Of Two Minds (but one has a higher pay grade)

Of Two Minds (but one has a higher pay grade)

Observing Roman Catholics warming up for the five hundredth anniversary of the Reformation presents its share of amusements. Are we really supposed to act like it was a misunderstanding? That nothing substantial divides believers on opposite sides of the Tiber? Can a Roman Catholic actually celebrate a group that bishops condemned?

So hearing Pope Francis say the following to Lutherans got my attention:

Pope Francis urged Lutherans to set aside doctrinal differences Thursday and work with Catholics to care for the poor, the sick and refugees as he laid out his vision for greater communion before his visit to Sweden later this month. . . .

“While the theologians work for dialogue in the doctrinal camp, it’s up to you to search insistently for occasions to meet, know one another better, pray together and offer help for one another and all those in need,” Francis told the delegation. “Putting ourselves at the service of the neediest gives us the experience of already being united: God’s mercy unites us.”

For anyone who remembers (or studies) fundamentalist, the pope’s remarks were the classic example of the doctrinal indifferentism that so worried Protestant conservatives. When fundamentalists heard “doctrine divides, work unites” they reached for their double-edged swords (read Bible).
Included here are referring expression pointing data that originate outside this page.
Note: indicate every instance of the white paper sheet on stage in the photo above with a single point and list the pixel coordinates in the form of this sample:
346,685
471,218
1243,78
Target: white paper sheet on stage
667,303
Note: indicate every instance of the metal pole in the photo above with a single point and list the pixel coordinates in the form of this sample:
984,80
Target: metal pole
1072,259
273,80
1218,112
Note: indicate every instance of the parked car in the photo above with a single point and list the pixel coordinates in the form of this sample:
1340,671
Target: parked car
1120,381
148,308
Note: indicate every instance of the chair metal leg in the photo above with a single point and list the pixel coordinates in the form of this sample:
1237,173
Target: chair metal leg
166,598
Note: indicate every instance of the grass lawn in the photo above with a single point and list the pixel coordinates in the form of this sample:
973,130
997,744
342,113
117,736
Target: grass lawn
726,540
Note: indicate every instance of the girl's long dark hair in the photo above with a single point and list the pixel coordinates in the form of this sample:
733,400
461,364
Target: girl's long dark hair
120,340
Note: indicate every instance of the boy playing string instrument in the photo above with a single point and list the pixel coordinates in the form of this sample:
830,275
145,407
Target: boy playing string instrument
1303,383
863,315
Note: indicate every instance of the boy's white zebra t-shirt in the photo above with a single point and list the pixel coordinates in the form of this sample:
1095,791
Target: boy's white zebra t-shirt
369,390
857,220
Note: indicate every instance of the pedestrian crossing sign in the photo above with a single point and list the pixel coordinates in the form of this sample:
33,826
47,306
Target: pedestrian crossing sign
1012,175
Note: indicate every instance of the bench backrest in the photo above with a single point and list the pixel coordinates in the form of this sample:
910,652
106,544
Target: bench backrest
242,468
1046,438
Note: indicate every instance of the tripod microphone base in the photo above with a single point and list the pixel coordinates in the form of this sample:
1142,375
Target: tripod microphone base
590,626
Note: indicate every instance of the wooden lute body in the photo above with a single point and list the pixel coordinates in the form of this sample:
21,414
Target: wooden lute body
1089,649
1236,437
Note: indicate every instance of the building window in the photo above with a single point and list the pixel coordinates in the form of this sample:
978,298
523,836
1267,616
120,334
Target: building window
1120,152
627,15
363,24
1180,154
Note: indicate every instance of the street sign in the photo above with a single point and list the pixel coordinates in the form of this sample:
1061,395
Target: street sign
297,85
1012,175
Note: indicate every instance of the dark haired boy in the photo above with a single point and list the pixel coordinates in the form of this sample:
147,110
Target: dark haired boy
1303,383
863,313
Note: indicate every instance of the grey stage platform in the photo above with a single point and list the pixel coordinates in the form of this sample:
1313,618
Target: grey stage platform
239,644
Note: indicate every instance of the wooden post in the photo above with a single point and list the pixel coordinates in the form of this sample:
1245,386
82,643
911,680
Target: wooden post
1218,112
But Russell Shaw, an amateur historian and long-time commentator on American Roman Catholicism, doesn’t agree apparently with Pope Francis:

At a time when sentimentality sometimes undermines ecumenical thinking, there are those who ask what difference doctrinal differences among Christians make — isn’t God pleased with all of us? The question deserves to be taken seriously, since a certain amount of doctrinal diversity on open questions is not only tolerable but, up to a point, desirable.

Still, beyond that point, wherever anyone situates it, differences do matter. The New Testament itself is full of stern warnings against false teaching and false teachers who, as Paul says in the letter to the Romans — a document he greatly esteemed — “create dissensions and difficulties, in opposition to the doctrine which you have been taught” (Rom 16.17).

Representatives of the Evangelical Lutheran Church and the U.S. Conference of Catholic Bishops last year published a joint statement citing numerous issues where they said “church-dividing” differences no longer exist between ELCA and the Catholic Church. But on other issues — among them ordination, including the ordination of women, the papacy, and moral questions like abortion — they conceded that disagreements continue to separate Lutherans and Catholics.

I am left wondering why it takes Mr. Shaw to say what is obvious rather than Pope Francis.